Tablets 4.x
(Copied over from commit message) Introduces tablets support for version 4.x of the driver. Metadata about tablets will be kept in TabletMap that gets continuously updated through the tablets-routing-v1 extension. Each time the PreparedStatement or BoundStatement targets the wrong node and shard combination the server supporting tablets should respond with tablet metadata inside custom payload of its response. This metadata will be transparently processed and used for future queries.
Tablets metadata will by enabled by default. Until now driver was using TokenMaps to choose replicas and appropriate shards. Having a token was enough information to do that. Now driver will first attempt tablet-based lookup and only after failing to find corresponding tablet it will defer to TokenMap lookup. Since to find a correct tablet besides the token we need the keyspace and table names, many of the methods were extended to also accept those as parameters.
RequestHandlerTestHarness was adjusted to mock also MetadataManager.
Before it used to mock only session.getMetadata() call but the same can
be obtained by context.getMetadataManager().getMetadata(). Using the
second method was causing test failures.
@Bouncheck can you please describe the current status of it? Where we're in terms of code completion / testing / what's left / any estimation for completion?
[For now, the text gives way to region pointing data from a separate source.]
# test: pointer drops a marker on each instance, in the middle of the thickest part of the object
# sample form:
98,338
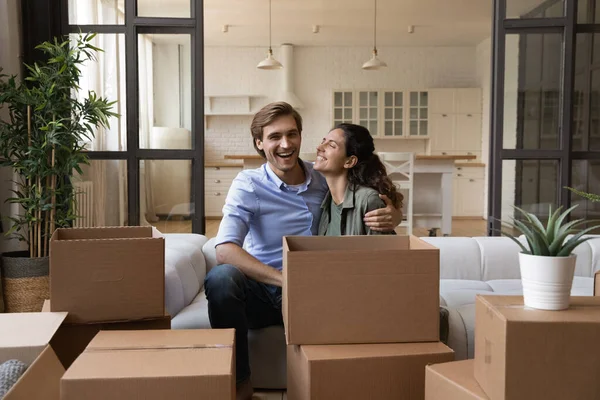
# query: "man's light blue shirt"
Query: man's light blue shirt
260,209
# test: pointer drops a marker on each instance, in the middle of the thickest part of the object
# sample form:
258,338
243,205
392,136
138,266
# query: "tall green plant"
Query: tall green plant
42,138
549,240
Also, if review is already required or not and if any blockers exist at the moment.
Currently I've made almost complete switch to the solution that uses custom payloads instead of querying system.tablets. I've ran some tests on local 4 node cluster and so far there were no issues with reading the payloads and selecting the correct replica node. The only thing current code lacks is choosing a shard correctly. I think the code will be complete during this week.
@Bouncheck can you please update what’s the status and what’s this PR waiting for?
Currently it's waiting for review. I've done some manual testing, but haven't done any stress testing under heavy load.
Thanks @Bouncheck, can you please check the failing CI check? Also, please ping someone from the team to help you with a peer review.
Regarding stress testing, I don't know if we have a tool/app that utilizes this driver version, IIRC there was a problem to build c-s with this driver version. However, if it's not the case anymore or we can utilize newer c-s from the upstream that we can build with this driver, we can have a longevity test using SCT.
Will do. At first i thought 2024.1.2 failures were a one off, since it looked liked there's a lot of similar test errors relating to starting the cluster (and only for that scylla version), but it seems they reproduce after all.
@Bouncheck what's the status of this PR?
@Lorak-mmk can you please help reviewing this?
ping I see review comments from @Lorak-mmk from ~3 weeks ago that weren't discussed.
Yes, I've seen them and I'm reworking those parts. Should be ready soon
I'll push the code likely today - I want to run 1 more concurrency experiment.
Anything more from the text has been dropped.